Übergang von Normal- zu Naturkost:
Praktische Tips
“Je intensiver die künstlichen Eingriffe in das natürliche Gefüge eines ursprünglichen Lebensmittels sind, umso größer ist die Gefahr, daß die Vitalstoffe dabei entfernt, zerstört, geschädigt oder in ihrem natürlichen Verhältnis zueinander verändert werden.” Die wertvollste Nahrung ist die, die nicht technisch verändert, konserviert, sterilisiert oder industriell aufgearbeitet ist. Qualität ist Natürlichkeit und Lebendigkeit eines Lebensmittels. Die Umstellung auf eine gesunde Ernährung ist damit denkbar einfach.

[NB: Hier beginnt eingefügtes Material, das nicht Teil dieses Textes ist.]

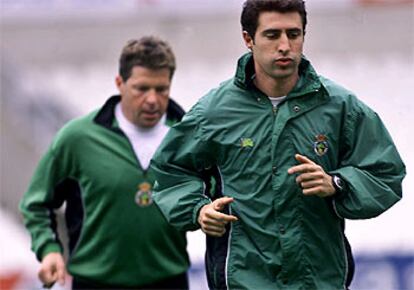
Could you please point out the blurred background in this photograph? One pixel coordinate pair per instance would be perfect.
(59, 60)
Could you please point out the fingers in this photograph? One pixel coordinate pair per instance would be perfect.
(312, 178)
(220, 203)
(303, 159)
(47, 276)
(212, 221)
(52, 270)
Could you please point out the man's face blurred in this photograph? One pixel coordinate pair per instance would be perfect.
(145, 95)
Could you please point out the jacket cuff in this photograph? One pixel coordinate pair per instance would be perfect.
(49, 248)
(197, 209)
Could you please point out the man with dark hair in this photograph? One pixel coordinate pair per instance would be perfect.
(289, 150)
(99, 166)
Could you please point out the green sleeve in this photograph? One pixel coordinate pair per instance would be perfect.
(38, 204)
(178, 166)
(371, 166)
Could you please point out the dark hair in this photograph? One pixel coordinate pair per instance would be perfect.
(149, 52)
(253, 8)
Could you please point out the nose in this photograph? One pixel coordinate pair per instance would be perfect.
(151, 96)
(283, 44)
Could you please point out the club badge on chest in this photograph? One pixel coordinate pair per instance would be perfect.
(143, 197)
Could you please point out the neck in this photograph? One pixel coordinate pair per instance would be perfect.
(275, 87)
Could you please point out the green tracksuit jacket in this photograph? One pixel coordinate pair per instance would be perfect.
(112, 240)
(283, 239)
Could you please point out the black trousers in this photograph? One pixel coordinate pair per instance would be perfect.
(177, 282)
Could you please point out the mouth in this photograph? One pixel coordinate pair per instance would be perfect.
(284, 61)
(150, 115)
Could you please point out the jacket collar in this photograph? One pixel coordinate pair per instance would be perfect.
(308, 81)
(106, 115)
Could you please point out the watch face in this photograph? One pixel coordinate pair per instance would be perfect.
(338, 181)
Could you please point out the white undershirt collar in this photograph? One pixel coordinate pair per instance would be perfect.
(144, 141)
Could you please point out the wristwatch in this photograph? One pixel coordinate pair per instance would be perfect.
(338, 183)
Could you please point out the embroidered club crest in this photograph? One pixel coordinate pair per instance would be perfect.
(246, 143)
(143, 197)
(320, 146)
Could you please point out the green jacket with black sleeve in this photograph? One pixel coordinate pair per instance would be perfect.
(283, 239)
(117, 236)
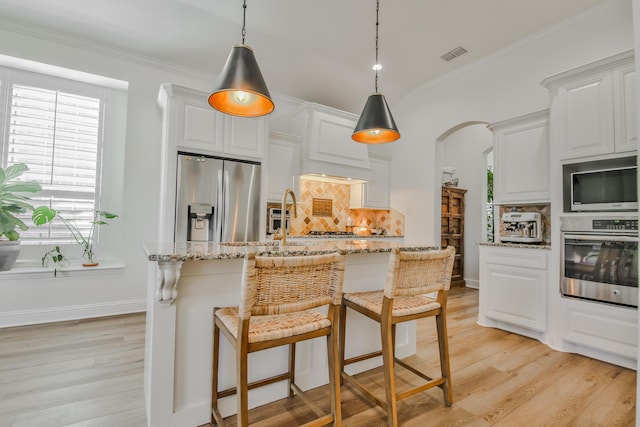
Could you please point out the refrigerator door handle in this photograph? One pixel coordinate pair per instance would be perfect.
(220, 211)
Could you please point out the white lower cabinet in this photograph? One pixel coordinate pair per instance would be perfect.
(603, 327)
(513, 289)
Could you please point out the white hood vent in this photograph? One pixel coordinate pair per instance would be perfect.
(327, 147)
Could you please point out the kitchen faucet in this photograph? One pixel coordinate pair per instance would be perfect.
(294, 208)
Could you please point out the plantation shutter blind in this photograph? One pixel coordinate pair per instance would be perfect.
(56, 127)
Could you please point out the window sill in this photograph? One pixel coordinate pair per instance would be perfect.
(34, 270)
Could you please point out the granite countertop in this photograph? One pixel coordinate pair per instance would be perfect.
(515, 245)
(202, 251)
(344, 236)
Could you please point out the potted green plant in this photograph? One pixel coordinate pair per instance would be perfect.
(12, 204)
(43, 215)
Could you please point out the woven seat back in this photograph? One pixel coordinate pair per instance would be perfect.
(416, 273)
(285, 284)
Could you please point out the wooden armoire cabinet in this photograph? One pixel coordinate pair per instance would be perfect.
(452, 229)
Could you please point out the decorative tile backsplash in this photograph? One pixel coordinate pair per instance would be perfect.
(391, 221)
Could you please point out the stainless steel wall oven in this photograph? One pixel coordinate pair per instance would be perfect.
(600, 258)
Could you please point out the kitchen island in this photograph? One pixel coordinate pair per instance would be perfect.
(186, 281)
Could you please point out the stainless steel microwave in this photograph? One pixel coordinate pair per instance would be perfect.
(613, 189)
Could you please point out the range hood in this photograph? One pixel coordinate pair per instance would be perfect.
(327, 148)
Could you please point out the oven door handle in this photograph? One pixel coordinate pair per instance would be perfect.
(601, 238)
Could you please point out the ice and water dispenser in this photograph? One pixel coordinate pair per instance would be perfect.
(200, 222)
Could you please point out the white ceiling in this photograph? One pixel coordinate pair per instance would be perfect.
(321, 51)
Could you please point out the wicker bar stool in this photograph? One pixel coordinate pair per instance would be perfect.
(278, 295)
(410, 276)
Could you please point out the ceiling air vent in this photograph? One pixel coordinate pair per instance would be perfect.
(453, 53)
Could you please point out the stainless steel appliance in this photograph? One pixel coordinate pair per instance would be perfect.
(275, 220)
(522, 227)
(216, 199)
(600, 258)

Lassen Sie sich Zeit: Ernährung sollte kein Dogma sein und die Umstellung auf eine gesunde Ernährung kein umfassender Neuanfang. Versuchen Sie erst einmal das, was ohne größere Willensanstrengung möglich ist. Lassen Sie auch Ihrem Organismus Zeit, sich an die vollwertige Ernährung zu gewöhnen – Vollkornprodukte stellen höhere Ansprüche an die Verdauungstätigkeit.Und auch Ihr Geschmack muß sich erst – wieder! – auf die geringeren Zucker- und Salzmengen einstellen!

Treffen Sie beim Kauf eine konsequente Nahrungsauswahl: Aufschriften verraten viel über die Aufbereitung und Konservierungsart des Produkts, die chemischen Zutaten wie Farb-, Aromastoffe oder künstliche Vitaminzutaten. Diese sind überflüssig. Kaufen Sie stattdessen frische oder natürlich aufbereitete Nahrung, vorzugsweise aus biologischem Anbau.

Schränken Sie den Zuckerkonsum ein: Ungesüßte Fruchtsäfte schmecken nach etwas Gewöhnung ebenso gut wie Limonaden und mit Xylit Gesüßtes oft noch aromatischer. Meiden Sie weißen Industrie-zucker in Schokolade, Eiskrem und Backwaren.

Bringen Sie vollwertiges Getreide auf den Tisch: Naturreis ist natürlich-gesünder als der polierte. Versuchen Sie Grünkern, Hirse oder Buchweizen.

Minimieren Sie den Fleischkonsum: das vermeintlich dingend benötigte tierische Eiweiß kann problemlos und sogar besser durch eiweißhaltige Hülsenfrüchte und Sojaprodukte ersetzt werden.

Genießen Sie in Maßen: Zigaretten, Kaffee, Kakao, schwarzer Tee und Alkohol sind Genussmittel, die bei zu hohem Konsum die Gesundheit schädigen. Getreidekaffee oder Kräutertees sind eine gesunde Alternative.